I had my first teaching observation that I spent 10 – yes 10 – hours planning for. It went Ok but I don’t have the results yet.
I’ve always been a worrier but my stress levels have increased in the past 18 months. I think it’s because in the space of a few months I lost a parent, left my decade-plus long job, started a new relationship and began a teacher-training course with new folk doing new things that were alien to me.
Prior to this, I felt my life was stagnant. I yearned to be one of those people who would say: “If you’d told me in 18 months that I’d be [insert life-changing experience here], blah blah. ” Then I became that person and I was unprepared for the shock.
I’ll be honest, I hated the PGCE year. The workload was just about manageable but the feeling of isolation and the steepness of the learning curve were something else. No matter how many essays your write, textbooks you read or lessons you plan, you can’t predict what will happen in the classroom. Nearly every day I would leave unhappy, shattered and with a searing headache.

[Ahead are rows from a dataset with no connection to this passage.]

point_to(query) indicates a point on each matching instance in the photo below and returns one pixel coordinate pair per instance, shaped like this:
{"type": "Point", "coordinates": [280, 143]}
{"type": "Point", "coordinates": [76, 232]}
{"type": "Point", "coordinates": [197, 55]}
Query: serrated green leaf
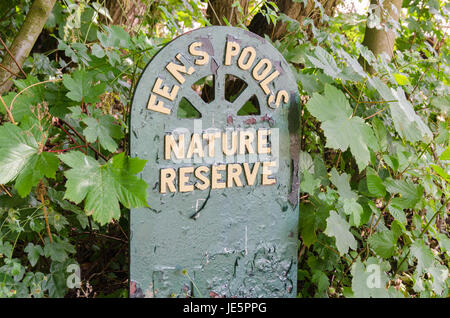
{"type": "Point", "coordinates": [383, 243]}
{"type": "Point", "coordinates": [341, 129]}
{"type": "Point", "coordinates": [20, 159]}
{"type": "Point", "coordinates": [37, 167]}
{"type": "Point", "coordinates": [374, 183]}
{"type": "Point", "coordinates": [338, 228]}
{"type": "Point", "coordinates": [410, 193]}
{"type": "Point", "coordinates": [353, 208]}
{"type": "Point", "coordinates": [104, 186]}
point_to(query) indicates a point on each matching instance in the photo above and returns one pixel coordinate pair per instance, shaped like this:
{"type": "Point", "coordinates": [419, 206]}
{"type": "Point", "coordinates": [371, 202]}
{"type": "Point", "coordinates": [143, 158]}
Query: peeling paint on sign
{"type": "Point", "coordinates": [223, 189]}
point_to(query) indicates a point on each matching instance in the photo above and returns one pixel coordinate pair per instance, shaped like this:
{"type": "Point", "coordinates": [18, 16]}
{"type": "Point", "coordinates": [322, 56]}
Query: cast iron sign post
{"type": "Point", "coordinates": [223, 192]}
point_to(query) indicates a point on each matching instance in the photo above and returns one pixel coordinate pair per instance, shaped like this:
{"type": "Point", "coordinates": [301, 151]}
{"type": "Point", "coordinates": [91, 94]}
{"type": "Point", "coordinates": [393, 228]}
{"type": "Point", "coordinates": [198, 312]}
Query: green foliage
{"type": "Point", "coordinates": [104, 186]}
{"type": "Point", "coordinates": [373, 162]}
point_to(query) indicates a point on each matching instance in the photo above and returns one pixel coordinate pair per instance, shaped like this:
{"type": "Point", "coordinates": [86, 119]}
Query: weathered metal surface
{"type": "Point", "coordinates": [233, 241]}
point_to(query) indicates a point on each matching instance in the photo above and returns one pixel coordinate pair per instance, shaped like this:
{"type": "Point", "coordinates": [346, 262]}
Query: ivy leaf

Anyway, that was then and this is now. I’m four weeks into my first job and while I enjoy teaching adults, the paperwork and planning mean I’m spending around 30 hours a week on an 8-hour a week job. This week, with the observation, I spent 40. Everyone says it will get easier and I know that. But right now it’s difficult. I’ve had sleepless nights and I grind my teeth. I take it out on my boyfriend and ramble down the phone to my sister until the only solution for her is to say: “Have you tried counselling?”
I’m a capable person and outwardly confident so people are often surprised that I feel this way. Maybe it’s a control thing. After years of knowing what I was doing (as much as you can know in newspapers), I went into a profession as a newbie, where you are judged on the quality of your teaching, the quality of your paperwork and your students' exam grades.
Earlier this week I wanted to quit. Now I don’t. Hopefully in 12 months time I’ll look back at this post and wonder what I was worried about. Until then, I’ve got hours (and hours and hours) of planning to do.
SEO stuff – journalist (neglecting this role), teacher (hanging on), writer (plodding away).